Sunday, July 12, 2009

Invaluable life lessons...






















The time has arrived again....... Hannah's favorite time of year. A place where she can feel absolutely normal.... Where everyone struggles with the same things. Everyone waits in the "medicine line" to get meds morning and night..... She is at Camp Dreamcatcher. A camp only for kids who have seizures. It is the norm at this camp. This camp has taught Hannah so much. It is her third summer. I will never forget the first time she went. She came home and proudly announced "Mom! Everyone there has to take medicine too!!!!" She understands now there are so many different types of seizures and how they can affect people so uniquely. Some of her very best friends are there. They chum around like peas in a pod for a week. I love that she can have this experience. I feel safe with her there too (although I am always thinking of her, and a little nervous). They have nurses and a doctor on staff. The counselors (many of them) are amazing. They LOVE these kids love and would not want to be anywhere else!

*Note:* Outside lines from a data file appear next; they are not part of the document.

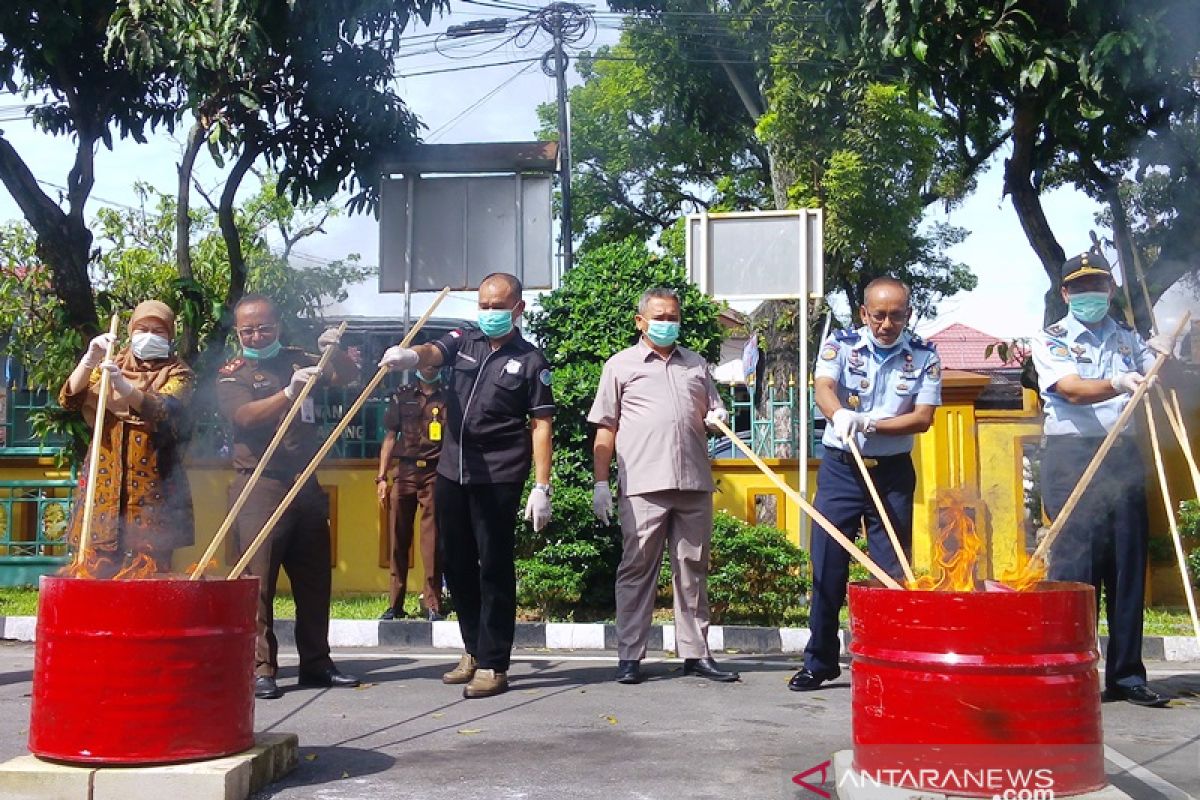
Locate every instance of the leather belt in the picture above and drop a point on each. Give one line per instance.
(846, 457)
(420, 463)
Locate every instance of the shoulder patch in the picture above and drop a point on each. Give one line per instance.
(233, 366)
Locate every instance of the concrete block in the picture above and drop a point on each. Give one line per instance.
(447, 635)
(571, 636)
(28, 777)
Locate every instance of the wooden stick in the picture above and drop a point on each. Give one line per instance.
(303, 477)
(219, 537)
(883, 512)
(97, 432)
(807, 507)
(1171, 522)
(1039, 554)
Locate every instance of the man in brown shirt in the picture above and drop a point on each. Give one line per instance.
(255, 392)
(415, 419)
(653, 403)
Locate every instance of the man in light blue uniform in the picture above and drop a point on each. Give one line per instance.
(1089, 365)
(881, 385)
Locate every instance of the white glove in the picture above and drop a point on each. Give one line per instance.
(538, 506)
(1163, 344)
(96, 350)
(601, 501)
(846, 423)
(299, 378)
(118, 382)
(397, 358)
(714, 415)
(328, 338)
(1127, 382)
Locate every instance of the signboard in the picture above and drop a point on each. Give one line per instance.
(454, 230)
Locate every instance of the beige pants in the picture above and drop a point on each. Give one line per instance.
(649, 522)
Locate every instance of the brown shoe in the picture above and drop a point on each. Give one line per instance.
(486, 683)
(463, 672)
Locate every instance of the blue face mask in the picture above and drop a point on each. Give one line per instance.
(263, 354)
(1089, 307)
(661, 332)
(496, 322)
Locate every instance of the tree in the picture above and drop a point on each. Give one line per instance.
(580, 325)
(136, 262)
(1081, 89)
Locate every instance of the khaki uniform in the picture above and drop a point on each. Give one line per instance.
(417, 417)
(658, 407)
(300, 542)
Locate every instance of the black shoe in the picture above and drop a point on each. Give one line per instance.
(629, 672)
(265, 689)
(328, 677)
(1140, 695)
(707, 668)
(807, 680)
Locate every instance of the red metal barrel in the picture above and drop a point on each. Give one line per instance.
(975, 693)
(143, 672)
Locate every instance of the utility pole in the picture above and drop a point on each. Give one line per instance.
(564, 139)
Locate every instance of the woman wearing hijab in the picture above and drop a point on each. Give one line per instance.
(143, 504)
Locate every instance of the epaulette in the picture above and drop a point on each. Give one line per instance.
(233, 366)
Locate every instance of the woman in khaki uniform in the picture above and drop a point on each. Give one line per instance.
(143, 500)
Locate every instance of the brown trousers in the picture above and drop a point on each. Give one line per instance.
(414, 488)
(300, 545)
(682, 522)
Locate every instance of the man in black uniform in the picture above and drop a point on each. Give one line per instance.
(417, 419)
(501, 390)
(255, 391)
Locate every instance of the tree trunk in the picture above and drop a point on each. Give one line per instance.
(64, 242)
(1019, 184)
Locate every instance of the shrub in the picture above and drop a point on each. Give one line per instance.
(757, 576)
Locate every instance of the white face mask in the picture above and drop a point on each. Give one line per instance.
(148, 346)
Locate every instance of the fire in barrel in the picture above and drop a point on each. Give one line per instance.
(975, 690)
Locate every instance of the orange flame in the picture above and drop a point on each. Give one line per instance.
(957, 545)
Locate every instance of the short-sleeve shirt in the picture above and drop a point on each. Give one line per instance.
(419, 421)
(1071, 348)
(493, 396)
(880, 383)
(244, 380)
(658, 407)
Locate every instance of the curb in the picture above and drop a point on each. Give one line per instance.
(589, 636)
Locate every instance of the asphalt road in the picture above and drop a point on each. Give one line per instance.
(565, 729)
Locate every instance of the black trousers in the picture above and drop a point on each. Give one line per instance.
(477, 539)
(844, 498)
(1104, 542)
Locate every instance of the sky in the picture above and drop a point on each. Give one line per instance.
(498, 104)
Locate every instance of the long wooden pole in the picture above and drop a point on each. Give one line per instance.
(227, 523)
(1073, 499)
(303, 477)
(1174, 524)
(883, 512)
(97, 432)
(807, 507)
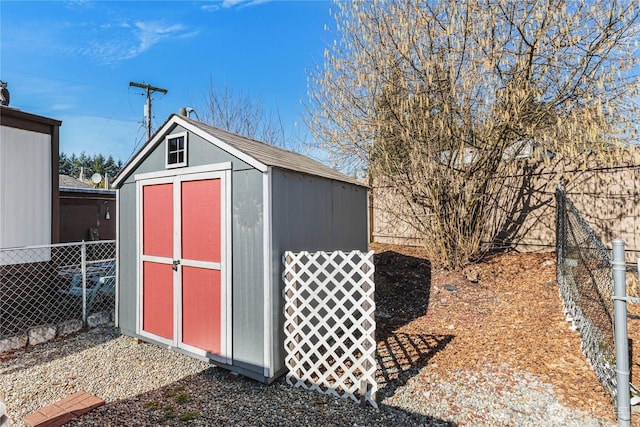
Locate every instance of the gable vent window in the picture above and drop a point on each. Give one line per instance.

To make things even nicer this summer, they have a couple new, absolutely gorgeous cabins!!! Nothing like a new cabin with clean showers, no gum on the beds and the smell of NEW wood! They even have central air.... NICE!!!

We opted to not leave Blitzen with Hannah at camp. I really didn't want her to worry about what to do with him while she swims, rides horses, canoes, rides the zip line (YES, a 50 foot zip line. her favorite part. The first one to volunteer to go down!! Who knew???). I don't want to burden a counselor with taking care of him and honestly didn't have time to "train" them. I also thought it would be hot for him to be outside all week. SO, he and I are going to have several good training sessions this week. It is actually good for them to be apart once and awhile.... He was very sad to leave her though.... (she was sad for that part too).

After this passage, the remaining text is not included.